A palindrome is a sequence that reads the same backward as forward. To construct the longest palindrome from a given set of characters, we need to maximize the number of characters that can be paired. Characters with even frequencies can all be paired, forming the core of the palindrome. At most one character with an odd frequency can be placed in the center of the palindrome.
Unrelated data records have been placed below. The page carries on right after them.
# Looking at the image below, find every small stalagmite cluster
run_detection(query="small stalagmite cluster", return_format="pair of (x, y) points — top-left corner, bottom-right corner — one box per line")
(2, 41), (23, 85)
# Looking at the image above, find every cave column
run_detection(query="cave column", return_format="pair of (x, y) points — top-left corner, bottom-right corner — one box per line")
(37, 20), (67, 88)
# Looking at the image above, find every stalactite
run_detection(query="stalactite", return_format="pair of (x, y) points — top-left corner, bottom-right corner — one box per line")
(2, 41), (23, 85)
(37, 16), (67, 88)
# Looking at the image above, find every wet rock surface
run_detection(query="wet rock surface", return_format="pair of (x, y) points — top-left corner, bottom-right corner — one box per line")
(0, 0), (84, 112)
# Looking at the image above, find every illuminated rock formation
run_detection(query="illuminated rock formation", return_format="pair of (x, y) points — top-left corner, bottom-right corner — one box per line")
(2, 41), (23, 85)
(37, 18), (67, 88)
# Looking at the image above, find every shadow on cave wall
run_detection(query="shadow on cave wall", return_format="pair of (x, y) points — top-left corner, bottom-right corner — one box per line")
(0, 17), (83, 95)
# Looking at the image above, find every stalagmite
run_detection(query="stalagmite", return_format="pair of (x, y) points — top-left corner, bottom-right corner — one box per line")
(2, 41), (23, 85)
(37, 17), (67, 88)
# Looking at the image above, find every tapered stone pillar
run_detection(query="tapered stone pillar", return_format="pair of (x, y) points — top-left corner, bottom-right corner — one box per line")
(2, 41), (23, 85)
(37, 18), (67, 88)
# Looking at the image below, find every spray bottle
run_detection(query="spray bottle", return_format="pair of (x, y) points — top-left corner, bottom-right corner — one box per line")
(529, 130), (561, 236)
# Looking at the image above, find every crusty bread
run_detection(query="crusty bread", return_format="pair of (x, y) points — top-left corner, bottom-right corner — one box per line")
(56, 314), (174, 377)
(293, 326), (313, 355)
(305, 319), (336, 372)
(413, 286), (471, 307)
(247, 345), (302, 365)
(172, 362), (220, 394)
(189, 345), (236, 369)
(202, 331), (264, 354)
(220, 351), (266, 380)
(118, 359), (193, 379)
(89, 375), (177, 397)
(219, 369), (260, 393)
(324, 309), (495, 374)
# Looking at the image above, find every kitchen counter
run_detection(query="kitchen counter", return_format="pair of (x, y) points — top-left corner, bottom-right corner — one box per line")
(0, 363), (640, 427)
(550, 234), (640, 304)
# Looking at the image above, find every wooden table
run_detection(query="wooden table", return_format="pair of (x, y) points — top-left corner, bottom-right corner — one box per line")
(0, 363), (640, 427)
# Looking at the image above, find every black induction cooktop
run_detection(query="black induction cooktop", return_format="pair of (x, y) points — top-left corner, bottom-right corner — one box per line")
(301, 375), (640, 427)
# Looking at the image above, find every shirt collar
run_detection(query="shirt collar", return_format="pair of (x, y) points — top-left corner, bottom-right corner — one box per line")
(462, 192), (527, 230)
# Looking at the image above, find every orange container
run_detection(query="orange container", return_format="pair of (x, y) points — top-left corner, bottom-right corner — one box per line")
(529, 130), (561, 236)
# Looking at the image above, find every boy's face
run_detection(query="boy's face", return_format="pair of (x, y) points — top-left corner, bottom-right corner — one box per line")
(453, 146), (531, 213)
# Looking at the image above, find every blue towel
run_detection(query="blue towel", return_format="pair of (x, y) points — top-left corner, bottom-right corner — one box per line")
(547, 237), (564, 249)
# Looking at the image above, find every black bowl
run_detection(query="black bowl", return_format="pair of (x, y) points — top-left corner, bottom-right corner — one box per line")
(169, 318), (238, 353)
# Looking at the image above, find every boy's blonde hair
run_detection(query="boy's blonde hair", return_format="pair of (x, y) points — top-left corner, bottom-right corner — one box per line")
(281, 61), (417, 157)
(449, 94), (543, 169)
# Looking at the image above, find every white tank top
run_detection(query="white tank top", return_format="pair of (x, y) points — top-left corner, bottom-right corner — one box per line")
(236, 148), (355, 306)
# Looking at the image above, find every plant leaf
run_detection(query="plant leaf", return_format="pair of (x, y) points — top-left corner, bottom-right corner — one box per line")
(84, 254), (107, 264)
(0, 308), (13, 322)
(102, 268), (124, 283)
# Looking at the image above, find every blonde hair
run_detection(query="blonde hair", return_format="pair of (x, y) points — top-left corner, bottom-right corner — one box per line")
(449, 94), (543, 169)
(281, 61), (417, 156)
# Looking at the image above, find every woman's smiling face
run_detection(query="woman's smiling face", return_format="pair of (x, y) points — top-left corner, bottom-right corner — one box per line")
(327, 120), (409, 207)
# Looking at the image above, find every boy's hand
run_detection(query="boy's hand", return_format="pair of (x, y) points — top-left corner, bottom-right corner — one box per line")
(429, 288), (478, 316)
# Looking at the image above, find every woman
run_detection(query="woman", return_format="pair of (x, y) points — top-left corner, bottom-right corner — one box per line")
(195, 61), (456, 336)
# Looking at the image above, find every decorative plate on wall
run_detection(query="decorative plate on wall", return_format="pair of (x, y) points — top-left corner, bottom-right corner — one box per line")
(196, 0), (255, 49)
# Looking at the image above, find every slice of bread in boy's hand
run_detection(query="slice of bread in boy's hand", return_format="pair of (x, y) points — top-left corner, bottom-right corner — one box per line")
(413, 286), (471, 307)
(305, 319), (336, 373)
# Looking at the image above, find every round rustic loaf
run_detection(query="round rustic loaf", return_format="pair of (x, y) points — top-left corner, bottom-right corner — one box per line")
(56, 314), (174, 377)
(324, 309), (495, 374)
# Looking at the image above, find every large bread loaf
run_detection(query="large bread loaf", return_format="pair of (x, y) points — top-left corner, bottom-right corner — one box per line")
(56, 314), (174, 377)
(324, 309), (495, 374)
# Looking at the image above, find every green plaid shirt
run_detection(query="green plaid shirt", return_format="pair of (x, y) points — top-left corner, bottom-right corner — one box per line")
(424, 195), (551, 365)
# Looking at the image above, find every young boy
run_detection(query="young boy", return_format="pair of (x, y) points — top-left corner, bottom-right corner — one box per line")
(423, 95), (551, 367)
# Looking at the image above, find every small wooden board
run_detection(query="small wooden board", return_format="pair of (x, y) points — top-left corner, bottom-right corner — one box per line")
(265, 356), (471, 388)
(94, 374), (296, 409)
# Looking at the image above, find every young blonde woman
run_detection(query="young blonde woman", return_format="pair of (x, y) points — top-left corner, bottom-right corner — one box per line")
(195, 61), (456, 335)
Any extra characters with odd frequencies cannot contribute to the palindrome's length.

Code

using System;
using System.Collections.Generic;

public class Solution {
    public int LongestPalindrome(string s) {
        Dictionary<char, int> charCount = new Dictionary<char, int>();

        // Count character frequencies
        foreach (char c in s) {
            if (charCount.ContainsKey(c)) {
                charCount[c]++;
            } else {
                charCount[c] = 1;
            }
        }

        int evenCount = 0;
        int oddCount = 0;

        // Categorize characters based on frequency
        foreach (int count in charCount.Values) {
            if (count % 2 == 0) {
                evenCount += count;
            } else {
                oddCount++;
            }
        }

        // Calculate the length of the longest palindrome
        int maxLength = evenCount; 
        if (oddCount > 0) {
            maxLength += 1; // Add one character from odd frequency characters for the center
        }

        return maxLength;
    }
}

Complexity

• Time Complexity: O(n), where n is the length of the input string. This is because iterating through the string and the dictionary takes linear time.
• Space Complexity: O(k), where k is the number of unique characters in the string. In the worst case, k could be n (all characters are unique), but usually k is much smaller than n. The space used is dominated by the dictionary to store character frequencies.